Ozzy just stared up with a shocked look on his face.
“Ohhh sure, fine, when it’s convenient for ya’, ya’ got no words! That’s how that work…” Papa Bill’s third eye squidged around in its socket, eyeing Jag and Key, who were still off on the side. His face slid into a frown, and he jerked his head towards Lark.
“Missy, we got some talkin’ ta’ do…”
So, so wrong…
She followed obediently.
“This is all YER’ FAULT, Lark. None of this would’ve even come close to happenin’ if it wadn’t for your BIG JOB for Queen Mee-ar, an’ all these tripped-out outsiders screwin’ things up! Those two,” He motioned to Jag and Key, “We can’t trust ‘em. I know you know it. They’s the ones who stuffed Uncle Ozzy back in that storage compartment. Got too much em-path-ee, if’n you ask me. They ain’t worth the risk.”
Lark looked up. “What risk? They’ve been nothing but helpful so far; all they did was save an old man who, in their eyes, was left to die by a stranger. They didn’t mean to do anything against the Family!”
“Ah yea’, they didn’t MEAN to. But that’s what makes it so bad, Lark. They ain’t us. They’re never gonna BE us. Family stays with FAMILY! And sometimes, that means cuttin’ out the ones that ain’t Family…”
“The hell are you suggesting?”
Papa Bill shrugged. “Well I s’pose once that there bus is up and runnin’ again, we could ‘ah, make a new arrangement? I’m sure Chaucer could figure out how to drive that thing… And Kip is gettin’ pretty good on her bicycle, I’m sure she’d handle the motorbike jus’ fine.”

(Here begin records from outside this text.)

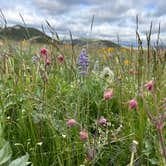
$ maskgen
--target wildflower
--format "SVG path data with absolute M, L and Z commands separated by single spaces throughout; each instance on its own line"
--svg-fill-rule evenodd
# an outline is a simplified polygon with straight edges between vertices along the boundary
M 114 73 L 109 67 L 105 67 L 101 72 L 100 77 L 105 79 L 107 82 L 112 83 L 114 80 Z
M 129 101 L 129 109 L 130 110 L 135 109 L 137 107 L 137 105 L 138 105 L 138 103 L 137 103 L 136 100 L 132 99 L 132 100 Z
M 63 62 L 64 62 L 64 56 L 63 56 L 62 54 L 59 54 L 59 56 L 58 56 L 58 61 L 59 61 L 60 63 L 63 63 Z
M 50 60 L 48 58 L 46 58 L 45 64 L 46 64 L 46 66 L 49 66 L 51 64 L 51 62 L 50 62 Z
M 94 67 L 93 67 L 93 72 L 97 72 L 97 71 L 99 71 L 99 61 L 98 60 L 96 60 Z
M 42 145 L 43 145 L 43 142 L 37 142 L 36 145 L 42 146 Z
M 106 61 L 107 60 L 107 56 L 104 54 L 103 55 L 103 61 Z
M 3 46 L 3 43 L 0 41 L 0 48 Z
M 80 131 L 80 139 L 84 142 L 87 141 L 88 133 L 86 131 Z
M 133 165 L 134 162 L 134 154 L 137 152 L 137 146 L 138 142 L 133 140 L 132 147 L 131 147 L 131 159 L 130 159 L 130 165 Z
M 62 134 L 62 137 L 63 137 L 63 138 L 66 138 L 66 135 L 65 135 L 65 134 Z
M 80 74 L 87 74 L 88 73 L 87 70 L 88 70 L 88 66 L 89 66 L 89 59 L 88 59 L 88 55 L 86 53 L 85 48 L 83 48 L 81 53 L 80 53 L 78 66 L 79 66 Z
M 154 80 L 151 80 L 148 83 L 146 83 L 144 85 L 144 87 L 146 87 L 149 92 L 153 93 L 153 91 L 154 91 L 154 84 L 155 84 Z
M 166 109 L 166 97 L 163 99 L 163 106 L 164 109 Z
M 34 56 L 32 57 L 32 62 L 36 64 L 37 61 L 38 61 L 38 59 L 39 59 L 38 56 L 37 56 L 37 55 L 34 55 Z
M 107 124 L 107 120 L 102 117 L 102 118 L 100 118 L 100 120 L 99 120 L 99 124 L 100 124 L 101 126 L 104 126 L 104 125 Z
M 129 60 L 127 60 L 127 59 L 126 59 L 126 60 L 124 60 L 124 64 L 125 64 L 125 65 L 129 65 L 129 63 L 130 63 L 130 61 L 129 61 Z
M 137 145 L 138 145 L 138 142 L 136 140 L 133 140 L 133 142 L 132 142 L 132 148 L 131 148 L 131 151 L 133 153 L 137 152 Z
M 104 92 L 104 99 L 105 100 L 111 100 L 113 96 L 113 90 L 108 89 Z
M 76 121 L 74 119 L 69 119 L 67 121 L 67 125 L 70 126 L 70 127 L 73 127 L 76 125 Z
M 40 49 L 40 55 L 42 57 L 47 57 L 48 56 L 48 50 L 46 48 L 41 48 Z

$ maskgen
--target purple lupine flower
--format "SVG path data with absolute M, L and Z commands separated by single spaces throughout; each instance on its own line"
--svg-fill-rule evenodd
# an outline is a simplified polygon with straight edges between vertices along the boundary
M 89 66 L 88 54 L 86 52 L 86 49 L 83 48 L 80 53 L 80 57 L 78 61 L 78 68 L 79 68 L 80 74 L 88 74 L 88 66 Z

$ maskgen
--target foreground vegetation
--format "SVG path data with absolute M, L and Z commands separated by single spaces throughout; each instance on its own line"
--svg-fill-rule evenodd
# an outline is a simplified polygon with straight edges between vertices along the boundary
M 166 52 L 138 41 L 87 50 L 2 41 L 0 163 L 164 166 Z

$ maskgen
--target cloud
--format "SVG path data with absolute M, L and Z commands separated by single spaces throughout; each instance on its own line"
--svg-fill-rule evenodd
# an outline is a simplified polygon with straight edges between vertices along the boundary
M 76 37 L 87 36 L 92 15 L 95 15 L 91 37 L 135 41 L 136 15 L 139 32 L 146 38 L 151 21 L 153 39 L 161 23 L 161 37 L 166 39 L 166 2 L 164 0 L 2 0 L 1 6 L 9 24 L 21 23 L 19 12 L 26 23 L 40 28 L 48 20 L 62 35 L 71 30 Z

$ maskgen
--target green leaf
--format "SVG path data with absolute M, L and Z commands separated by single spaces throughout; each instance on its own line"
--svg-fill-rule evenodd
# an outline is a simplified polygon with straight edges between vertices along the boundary
M 13 160 L 9 166 L 27 166 L 29 164 L 28 159 L 29 155 L 26 153 L 26 155 Z
M 7 142 L 0 150 L 0 165 L 6 163 L 12 156 L 12 150 Z

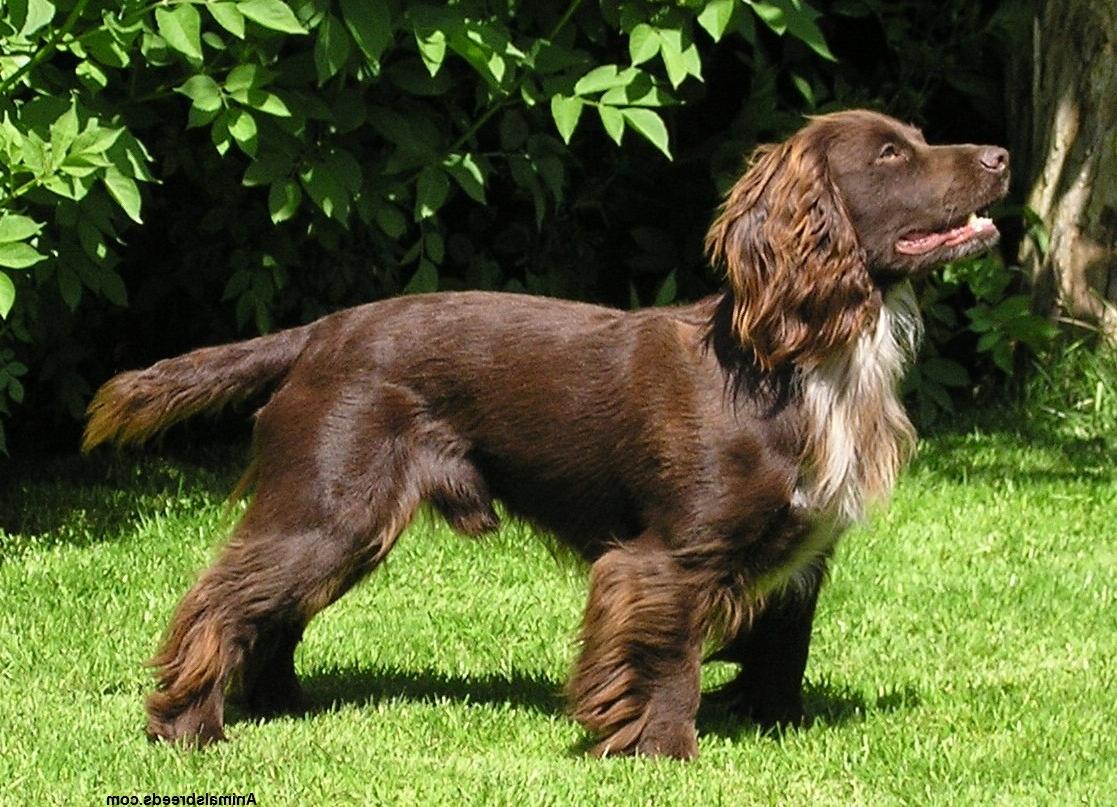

“Absolutely not. There is no way we’re ditching them.”
He paused, eyes narrowing. “So what, you’re sayin’ you’d just shrug off your Family like that?”
“We’re sticking together. One group. Getting a job done.” She glanced up with fire in her eyes. “Once that’s through, we can split and be finished with them.”
“Yer’ goin’ soft, Lark. This is ‘bout Family, remember? Family-”
“Family can go to hell for all I care!” Lark didn’t even wait for a response before turning on her heels and stomping off. But she got one anyway.
“Yea’ well if that’s how you wanna play it! See how far these new ‘friends’ of yours are gonna take ya’! I promise you, they will stab you in yer weak-ass back and leave you on the side of the road!” He spat at her. “An’ you’ll deserve it too, jus’ like Ozzy!”
So, so wrong.
What’s working well: I really enjoyed the opening paragraphs and thought that the hook did its job. I was became engaged and was able to follow the story all the way through without rereading any particular paragraphs. Furthermore, I thought the imagery and descriptions of what was going on was well done. For example, the sentence of “She snapped her fingers, and that long jagged blade tore through rubbery skin and aquatic-tinged flesh, breaching gil and airpipe, spilling blood of the kneeling innocent.” was really well done and powerful. It gave good insight into the situation without telling the reader exactly what was going on. It also carried a powerful imagery effect that kept me engaged throughout the piece. Finally, the use of switching timelines was well done and had a positive effect on the story. It can be challenging to switch between timelines, but you did a great job keeping it simple and easy to follow. What could be working better: The story read a bit too much like an RPG session to me. It felt like characters were thrown into the story just to show that they were there and not to really serve any significance. Furthermore, I think the dialogue near the end of the story dragged on a bit too long. Since there was not any clarification as to who was saying what, it also became pretty easy to get lost in the back and forth conversation. Finally, the story felt like it should have been told from a first-person perspective rather than a very close third-person perspective. That might just be a personal preference, but it just felt like it would have flowed better from the first-person.